I’m surprised at the great reaction - even self-professed BNP members on the YouTube comments said they liked it, which worries me a bit. Some people asked why I didn’t subtitle Hitler as Nick Griffin or a party bigwig (like the other version made) rather than just an “ordinary member” - but therein llies the true comedy of all the Downfall mashups - the pettier and more ridiculous the complaints of “Hitler”, the funnier him blowing his top. As The Guardian on the meme writes:

The contrast between one of history’s tyrants cracking up before our eyes and talk of football transfers peppered by swear words, makes for extreme comic bathos. The harsh sound of the spoken language, the grave demeanours of the officers and the instant recognisability of Hitler all add to the effect. The more banal the subtitles, the more ridiculously hilarious the result.

In writing the script (slightly shonkily, I admit), my aim was to portray Hitler as a typical BNP supporter: frustrated, sensing something “is not qute right”, feeling rejected and as an outsider, but without the wit to direct it at anything beyond the “immigrants” bogeymen conjured before their eyes.
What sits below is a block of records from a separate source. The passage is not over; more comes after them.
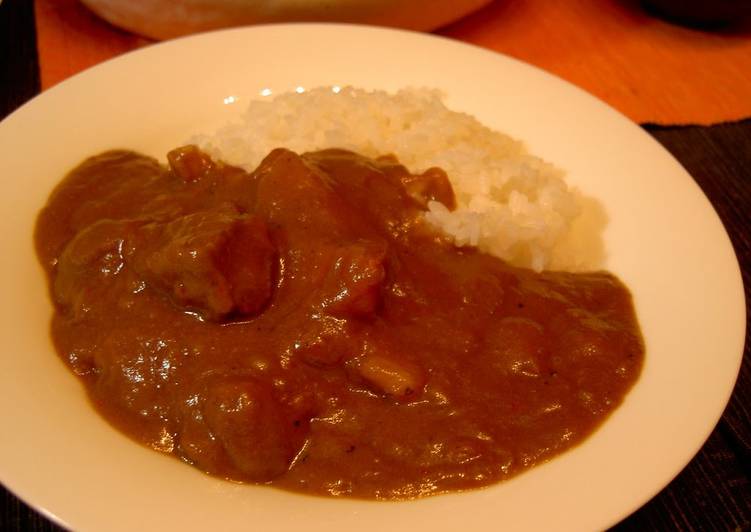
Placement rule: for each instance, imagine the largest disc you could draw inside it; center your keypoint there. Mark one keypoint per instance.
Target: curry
(302, 325)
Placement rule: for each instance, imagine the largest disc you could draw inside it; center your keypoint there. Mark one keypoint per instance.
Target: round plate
(663, 239)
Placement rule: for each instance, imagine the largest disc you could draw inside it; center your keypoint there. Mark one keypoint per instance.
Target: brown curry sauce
(302, 325)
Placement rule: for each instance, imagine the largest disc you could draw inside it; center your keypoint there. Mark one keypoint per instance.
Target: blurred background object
(700, 12)
(164, 19)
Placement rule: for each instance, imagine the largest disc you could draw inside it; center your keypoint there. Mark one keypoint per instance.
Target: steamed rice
(510, 203)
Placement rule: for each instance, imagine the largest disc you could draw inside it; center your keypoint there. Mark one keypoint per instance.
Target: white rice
(510, 203)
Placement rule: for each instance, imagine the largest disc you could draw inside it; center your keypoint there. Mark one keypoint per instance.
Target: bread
(163, 19)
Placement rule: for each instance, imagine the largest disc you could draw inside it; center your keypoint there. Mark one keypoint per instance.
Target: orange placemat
(650, 70)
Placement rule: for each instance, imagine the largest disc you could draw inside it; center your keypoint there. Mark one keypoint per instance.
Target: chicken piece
(190, 163)
(94, 253)
(354, 283)
(235, 427)
(217, 262)
(389, 374)
(432, 185)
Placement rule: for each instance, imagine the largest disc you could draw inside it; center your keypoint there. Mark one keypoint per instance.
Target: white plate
(664, 240)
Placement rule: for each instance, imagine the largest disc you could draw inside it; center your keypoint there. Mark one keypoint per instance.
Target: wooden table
(714, 491)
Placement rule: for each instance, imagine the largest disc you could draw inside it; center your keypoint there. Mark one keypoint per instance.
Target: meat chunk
(217, 262)
(386, 370)
(190, 163)
(235, 427)
(431, 185)
(354, 283)
(94, 253)
(390, 375)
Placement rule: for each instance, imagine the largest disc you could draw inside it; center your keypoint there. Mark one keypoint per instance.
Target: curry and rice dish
(303, 325)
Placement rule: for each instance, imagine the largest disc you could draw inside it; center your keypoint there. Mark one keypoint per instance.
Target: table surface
(714, 491)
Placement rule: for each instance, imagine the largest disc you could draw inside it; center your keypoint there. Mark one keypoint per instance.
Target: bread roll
(163, 19)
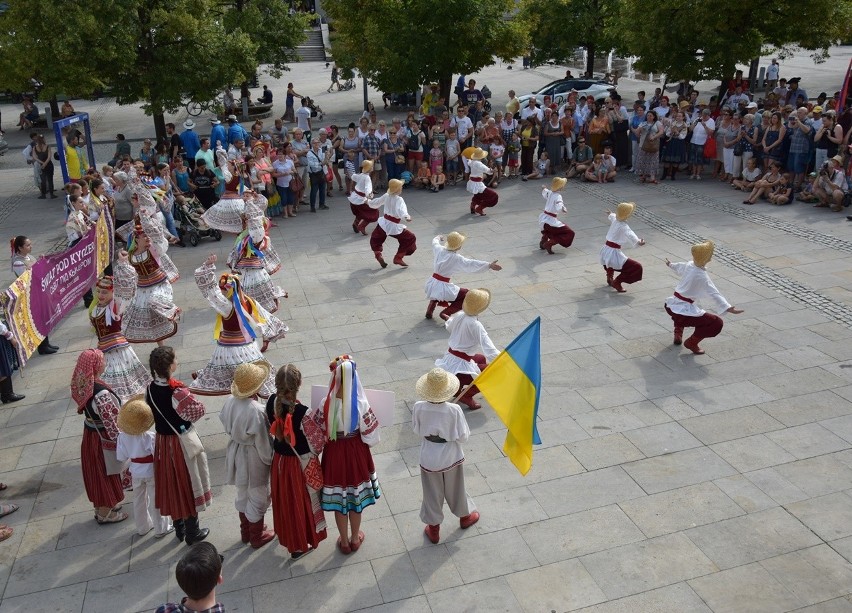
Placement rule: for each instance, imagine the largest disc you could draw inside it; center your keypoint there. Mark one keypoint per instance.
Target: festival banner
(41, 297)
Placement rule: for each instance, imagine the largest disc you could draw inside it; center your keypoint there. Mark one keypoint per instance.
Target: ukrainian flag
(512, 386)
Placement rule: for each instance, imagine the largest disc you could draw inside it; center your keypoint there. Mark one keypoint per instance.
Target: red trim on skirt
(102, 490)
(292, 516)
(172, 486)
Believing themselves to be the ordinary man in the street, they are desperate to seek strength (or rather the illusion of strength) to compensate for their weakness. So they fall in with the fascists and become part of their gang. They’re not your skinhead darkie-bashing thug who make up the party hardline, but the ones who stand a few yards back happy to cheer him on while he’s doing it, all the better to drown out their sense of unease and rejection. That’s the aspect of the BNP’s support that’s almost as sad as the ideology they fawn over.

Criticism of the Hitler meme touches on this everyman approach. In the New York Times’s treatment of the “Hitler Meme”, Virginia Heffernen writes:

Hitler becomes not the author of the Holocaust but a salty dog who, though all is lost, doesn’t stop piercing pretense and speaking in slangy, heartfelt language, expressing the most deeply felt needs of the human id. We may have repressed that speak-for-the-people Hitler, the one he decided to be in “Mein Kampf”; but in the form of these videos, he has returned. [..] Isn’t that the outcome that Adolf Hitler, the historical figure, sought? Didn’t he see himself as the brute voice of the everyman unconscious?

But I think this is a step too far. The entire point of why it’s funny (and slightly shocking) is the contrast between the banality of the subject matter and the gravity of Hitler’s situation. We recognise the man in front of us as Hitler but the comic lines printed beneath it are so far removed they might as well be in on a different planet. Once the real Hitler becomes everyman then the contrast and thus the joke is lost.

The video did get complaints. I got the odd bit of hate mail from BNP members, but all they could do was menacingly tell me: “You know where I live”.* There were also some more moderates saying I shouldn’t mock those the victims of the Second World War, but this is nonsense. I won’t claim my video is the spiritual descendant of Dad’s Army, ‘Allo ‘Allo! or The Producers, but these examples are clear that the worst war in global history and the people who instigated it are not comedy taboo. And although using the Downfall parody meme is distasteful to some, it’s surely at it’s most appropriate when the real target of the joke, the wannabe Nazis of the BNP. More so than Sheffield United, in any case.

There’s also the question of damaging the sanctity of the film & belittle the efforts of its makers. Of all the charges against me and anyone else who has made a Downfall mashup, this is the one I’m willing to acknowledge. Downfall is a great film about a serious subject, heart-breakingly tragic in some bits, and the mashups do the film’s creators and the magnificent Bruno Ganz a disservice. So do get it on DVD if you haven’t already (it’s just a fiver from Amazon).

Finally there was the question of whether it was really worth my time. And I did mull this. But in the end I think it was worth it. After all, given the leak I could have spent the time on an elaborate Google Maps mashup or postcode finder for local members, like some people have. And while initially going “Wow! Awesome!” at the leak, after some introspection I came down against publicising the data in that way; to do so would be an implicit encouragement of people to find where their local petty fascist lives. From there it’s not far from dogshit being shoved through their letterbox, or physical violence, and any self-respecting anti-fascist shouldn’t be even thinking stooping to their levels.

Instead, for once, pointing and laughing is the right thing to do. As Joe put it on Metafilter: “We confront fascism in the same way we confront every threat to our freedom and our way of life: We point and laugh at it.” Let’s mock an organisation barely capable of running itself and questioning their suitability to run a bath, let alone a country, in whatever way you can - Lolcats and Downfall mashups included. It’s easy to dismiss the likes of B3ta and 4chan as timewasters but sometimes following their lead is exactly what we should be doing.

* Clive Nosemonkey originally made that joke & I’ve shamelessly stolen it as I liked it so much.